Le Galaxy S24 marque une nouvelle étape pour Samsung sur un point souvent discuté : le capteur d’empreintes sous écran. Les générations précédentes ont laissé une impression mitigée, entre rapidité correcte et ratés parfois agaçants. Cette fois, l’objectif est clair : offrir une reconnaissance plus stable, plus rapide et moins dépendante des conditions extérieures.
Dans les faits, l’évolution est bien réelle. Le déverrouillage s’effectue généralement en moins d’une demi-seconde. Cette rapidité donne une sensation immédiate de fluidité, surtout lors des déverrouillages répétés dans la journée. L’animation est plus courte, la détection plus directe.
Mais tout n’est pas parfaitement homogène. Sur certains appuis légèrement décalés, le système peut demander une seconde tentative. Ce comportement reste occasionnel, mais il rappelle que la précision du placement joue encore un rôle.

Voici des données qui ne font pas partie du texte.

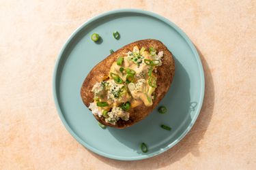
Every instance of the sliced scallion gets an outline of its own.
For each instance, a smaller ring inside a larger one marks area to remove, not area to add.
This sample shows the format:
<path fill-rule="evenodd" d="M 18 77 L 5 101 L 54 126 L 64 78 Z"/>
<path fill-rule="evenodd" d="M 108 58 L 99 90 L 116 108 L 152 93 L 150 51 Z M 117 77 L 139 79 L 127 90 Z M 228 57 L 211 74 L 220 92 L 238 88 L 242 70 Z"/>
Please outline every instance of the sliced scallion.
<path fill-rule="evenodd" d="M 122 80 L 118 75 L 111 73 L 110 76 L 114 80 L 115 82 L 117 84 L 122 84 L 124 82 L 123 80 Z"/>
<path fill-rule="evenodd" d="M 141 150 L 143 153 L 147 152 L 147 146 L 144 142 L 141 144 Z"/>
<path fill-rule="evenodd" d="M 97 102 L 97 106 L 98 107 L 106 107 L 108 106 L 109 104 L 106 101 L 98 101 Z"/>
<path fill-rule="evenodd" d="M 120 34 L 117 31 L 113 32 L 113 36 L 114 36 L 114 38 L 116 39 L 119 39 L 120 38 Z"/>
<path fill-rule="evenodd" d="M 144 47 L 142 47 L 142 48 L 141 48 L 141 50 L 139 50 L 139 54 L 140 54 L 141 55 L 142 55 L 142 54 L 143 54 L 143 52 L 145 51 L 145 48 Z"/>
<path fill-rule="evenodd" d="M 165 130 L 167 130 L 167 131 L 171 131 L 171 128 L 167 126 L 167 125 L 165 125 L 165 124 L 161 124 L 161 128 L 162 128 L 163 129 L 165 129 Z"/>
<path fill-rule="evenodd" d="M 153 47 L 150 47 L 150 53 L 152 56 L 155 56 L 156 53 L 156 50 Z"/>
<path fill-rule="evenodd" d="M 106 110 L 104 110 L 103 112 L 102 112 L 102 115 L 104 118 L 108 118 L 109 117 L 109 115 L 108 115 L 108 112 Z"/>
<path fill-rule="evenodd" d="M 118 57 L 117 61 L 117 65 L 122 65 L 122 64 L 123 63 L 123 61 L 124 61 L 124 57 L 122 56 Z"/>
<path fill-rule="evenodd" d="M 99 126 L 102 128 L 102 129 L 106 129 L 106 126 L 105 126 L 105 125 L 104 125 L 104 124 L 101 124 L 101 123 L 98 123 L 98 124 L 99 124 Z"/>
<path fill-rule="evenodd" d="M 150 77 L 148 79 L 148 84 L 152 87 L 156 88 L 156 79 L 152 76 Z"/>
<path fill-rule="evenodd" d="M 151 66 L 148 70 L 148 76 L 151 76 L 152 75 L 153 67 Z"/>
<path fill-rule="evenodd" d="M 158 107 L 158 112 L 160 114 L 165 114 L 167 112 L 167 108 L 165 106 L 160 106 Z"/>
<path fill-rule="evenodd" d="M 126 82 L 127 83 L 132 82 L 133 80 L 134 80 L 134 75 L 133 74 L 127 74 L 126 78 Z"/>
<path fill-rule="evenodd" d="M 121 108 L 125 111 L 128 111 L 130 107 L 130 103 L 129 101 L 127 101 L 124 103 L 123 103 L 121 106 Z"/>
<path fill-rule="evenodd" d="M 158 65 L 160 63 L 160 61 L 158 60 L 150 60 L 150 59 L 144 59 L 145 64 L 147 65 L 154 66 Z"/>
<path fill-rule="evenodd" d="M 98 35 L 98 33 L 93 33 L 91 36 L 91 39 L 95 42 L 98 41 L 100 39 L 100 35 Z"/>
<path fill-rule="evenodd" d="M 135 71 L 134 71 L 133 69 L 126 69 L 126 71 L 127 74 L 133 74 L 133 75 L 134 75 L 136 73 Z"/>
<path fill-rule="evenodd" d="M 124 70 L 124 67 L 120 67 L 120 69 L 119 69 L 119 71 L 120 71 L 120 72 L 123 72 Z"/>

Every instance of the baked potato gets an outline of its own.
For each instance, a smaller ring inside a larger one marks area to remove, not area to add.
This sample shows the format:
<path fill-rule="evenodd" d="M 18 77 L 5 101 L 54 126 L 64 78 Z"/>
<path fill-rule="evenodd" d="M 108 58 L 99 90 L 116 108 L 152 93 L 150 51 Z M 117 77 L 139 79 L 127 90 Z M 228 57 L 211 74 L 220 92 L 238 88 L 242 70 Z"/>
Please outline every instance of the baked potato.
<path fill-rule="evenodd" d="M 128 44 L 96 65 L 84 80 L 81 96 L 101 124 L 124 129 L 144 119 L 173 81 L 173 56 L 160 41 Z"/>

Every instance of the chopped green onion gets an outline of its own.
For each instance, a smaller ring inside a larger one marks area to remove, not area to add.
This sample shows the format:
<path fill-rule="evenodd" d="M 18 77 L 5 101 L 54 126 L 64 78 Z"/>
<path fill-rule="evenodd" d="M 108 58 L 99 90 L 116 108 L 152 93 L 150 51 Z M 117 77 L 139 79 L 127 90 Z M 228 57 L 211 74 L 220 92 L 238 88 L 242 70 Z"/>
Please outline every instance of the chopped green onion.
<path fill-rule="evenodd" d="M 158 65 L 160 63 L 160 61 L 158 60 L 150 60 L 150 59 L 144 59 L 145 64 L 147 65 L 154 66 Z"/>
<path fill-rule="evenodd" d="M 115 82 L 116 82 L 117 84 L 122 84 L 124 82 L 123 80 L 122 80 L 119 76 L 118 75 L 115 74 L 115 73 L 110 73 L 110 76 L 114 80 Z"/>
<path fill-rule="evenodd" d="M 108 115 L 108 112 L 106 110 L 104 110 L 103 112 L 102 112 L 102 115 L 104 118 L 109 118 L 109 115 Z"/>
<path fill-rule="evenodd" d="M 126 69 L 126 71 L 127 74 L 133 74 L 133 75 L 134 75 L 136 73 L 135 71 L 134 71 L 133 69 Z"/>
<path fill-rule="evenodd" d="M 160 106 L 158 107 L 158 112 L 160 114 L 165 114 L 167 112 L 167 109 L 165 106 Z"/>
<path fill-rule="evenodd" d="M 171 128 L 167 126 L 167 125 L 165 125 L 165 124 L 162 124 L 161 125 L 161 128 L 162 128 L 163 129 L 165 129 L 165 130 L 167 130 L 167 131 L 171 131 Z"/>
<path fill-rule="evenodd" d="M 119 69 L 119 71 L 120 71 L 121 72 L 123 72 L 124 70 L 124 67 L 120 67 L 120 69 Z"/>
<path fill-rule="evenodd" d="M 152 56 L 155 56 L 156 53 L 156 50 L 153 47 L 150 47 L 150 53 Z"/>
<path fill-rule="evenodd" d="M 143 153 L 147 152 L 147 146 L 145 143 L 141 144 L 141 150 Z"/>
<path fill-rule="evenodd" d="M 123 63 L 123 61 L 124 61 L 124 57 L 122 56 L 118 57 L 117 61 L 117 65 L 122 65 L 122 64 Z"/>
<path fill-rule="evenodd" d="M 134 80 L 134 74 L 127 74 L 126 75 L 126 83 L 130 83 L 133 82 Z"/>
<path fill-rule="evenodd" d="M 116 39 L 119 39 L 120 38 L 120 34 L 117 31 L 113 32 L 113 36 L 114 36 L 114 38 Z"/>
<path fill-rule="evenodd" d="M 101 124 L 101 123 L 98 123 L 98 124 L 99 124 L 99 126 L 102 128 L 102 129 L 106 129 L 106 126 L 105 126 L 105 125 L 104 125 L 104 124 Z"/>
<path fill-rule="evenodd" d="M 106 107 L 106 106 L 108 106 L 109 104 L 108 103 L 105 102 L 105 101 L 98 101 L 97 102 L 97 106 L 98 107 Z"/>
<path fill-rule="evenodd" d="M 152 75 L 153 67 L 151 66 L 148 70 L 148 76 L 151 76 Z"/>
<path fill-rule="evenodd" d="M 143 52 L 145 51 L 145 48 L 144 47 L 142 47 L 142 48 L 141 48 L 141 50 L 139 50 L 139 54 L 140 54 L 141 55 L 142 55 L 142 54 L 143 53 Z"/>
<path fill-rule="evenodd" d="M 91 39 L 95 42 L 98 41 L 98 40 L 99 40 L 100 39 L 100 35 L 98 35 L 98 33 L 93 33 L 91 36 Z"/>
<path fill-rule="evenodd" d="M 152 76 L 150 77 L 150 78 L 148 79 L 148 84 L 152 87 L 156 88 L 156 79 Z"/>
<path fill-rule="evenodd" d="M 128 111 L 130 107 L 130 103 L 129 101 L 127 101 L 124 103 L 123 103 L 121 106 L 121 108 L 125 111 Z"/>

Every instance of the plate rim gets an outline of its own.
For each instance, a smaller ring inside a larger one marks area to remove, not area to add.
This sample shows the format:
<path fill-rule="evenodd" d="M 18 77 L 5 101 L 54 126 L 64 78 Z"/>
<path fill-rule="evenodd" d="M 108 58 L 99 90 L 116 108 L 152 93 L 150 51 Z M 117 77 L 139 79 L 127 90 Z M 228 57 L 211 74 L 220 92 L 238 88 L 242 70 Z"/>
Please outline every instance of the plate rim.
<path fill-rule="evenodd" d="M 143 14 L 145 16 L 150 16 L 151 17 L 157 18 L 170 27 L 173 27 L 180 35 L 184 39 L 186 42 L 188 44 L 189 47 L 190 48 L 194 56 L 195 56 L 195 59 L 197 61 L 199 70 L 199 75 L 200 75 L 200 80 L 201 80 L 201 95 L 198 101 L 198 107 L 197 107 L 197 109 L 195 111 L 195 116 L 193 116 L 193 119 L 191 120 L 190 123 L 188 124 L 188 127 L 186 127 L 186 130 L 177 137 L 173 142 L 169 143 L 167 147 L 165 147 L 162 150 L 158 150 L 154 152 L 148 154 L 141 154 L 137 156 L 131 156 L 131 157 L 126 157 L 126 156 L 116 156 L 112 155 L 107 153 L 105 153 L 94 147 L 91 146 L 90 145 L 87 144 L 83 140 L 82 140 L 73 131 L 73 130 L 70 128 L 70 125 L 66 122 L 62 112 L 61 109 L 59 106 L 59 100 L 58 100 L 58 95 L 57 95 L 57 75 L 59 73 L 59 64 L 61 58 L 65 52 L 65 49 L 68 46 L 70 42 L 72 42 L 72 39 L 75 37 L 76 35 L 79 33 L 81 30 L 84 29 L 87 24 L 89 23 L 97 20 L 102 17 L 105 17 L 109 15 L 112 15 L 115 14 L 122 14 L 122 13 L 134 13 L 134 14 Z M 91 18 L 90 19 L 87 20 L 82 24 L 81 24 L 77 29 L 76 29 L 73 33 L 70 35 L 68 40 L 65 42 L 64 45 L 62 46 L 61 50 L 60 50 L 57 58 L 55 61 L 55 65 L 53 71 L 53 98 L 55 101 L 55 105 L 58 113 L 59 116 L 61 118 L 62 123 L 64 124 L 65 128 L 68 130 L 68 131 L 71 134 L 71 135 L 77 141 L 79 141 L 82 146 L 85 147 L 87 149 L 89 150 L 90 151 L 99 154 L 100 156 L 107 157 L 109 158 L 119 160 L 142 160 L 145 158 L 149 158 L 160 154 L 163 153 L 164 152 L 168 150 L 169 149 L 171 148 L 174 146 L 175 146 L 178 142 L 180 142 L 190 131 L 192 129 L 193 125 L 195 124 L 195 121 L 197 120 L 198 116 L 200 114 L 200 111 L 203 105 L 203 98 L 204 98 L 204 92 L 205 92 L 205 77 L 204 77 L 204 72 L 203 69 L 203 65 L 201 61 L 200 56 L 198 54 L 198 52 L 195 47 L 194 44 L 191 41 L 191 40 L 188 38 L 186 34 L 180 29 L 176 24 L 173 22 L 168 20 L 167 18 L 156 14 L 152 12 L 145 11 L 139 9 L 132 9 L 132 8 L 125 8 L 125 9 L 119 9 L 119 10 L 111 10 L 106 12 L 102 13 L 99 15 L 97 15 L 94 17 Z"/>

Les conditions réelles mettent souvent les capteurs en difficulté. Doigts légèrement humides, écran gras, poussière… autant de situations courantes qui révèlent les faiblesses d’un système biométrique.
Avec le Galaxy S24, la technologie ultrasonique montre ses avantages. Contrairement aux capteurs optiques, elle ne dépend pas de la lumière. Résultat : une meilleure tolérance face à l’humidité légère.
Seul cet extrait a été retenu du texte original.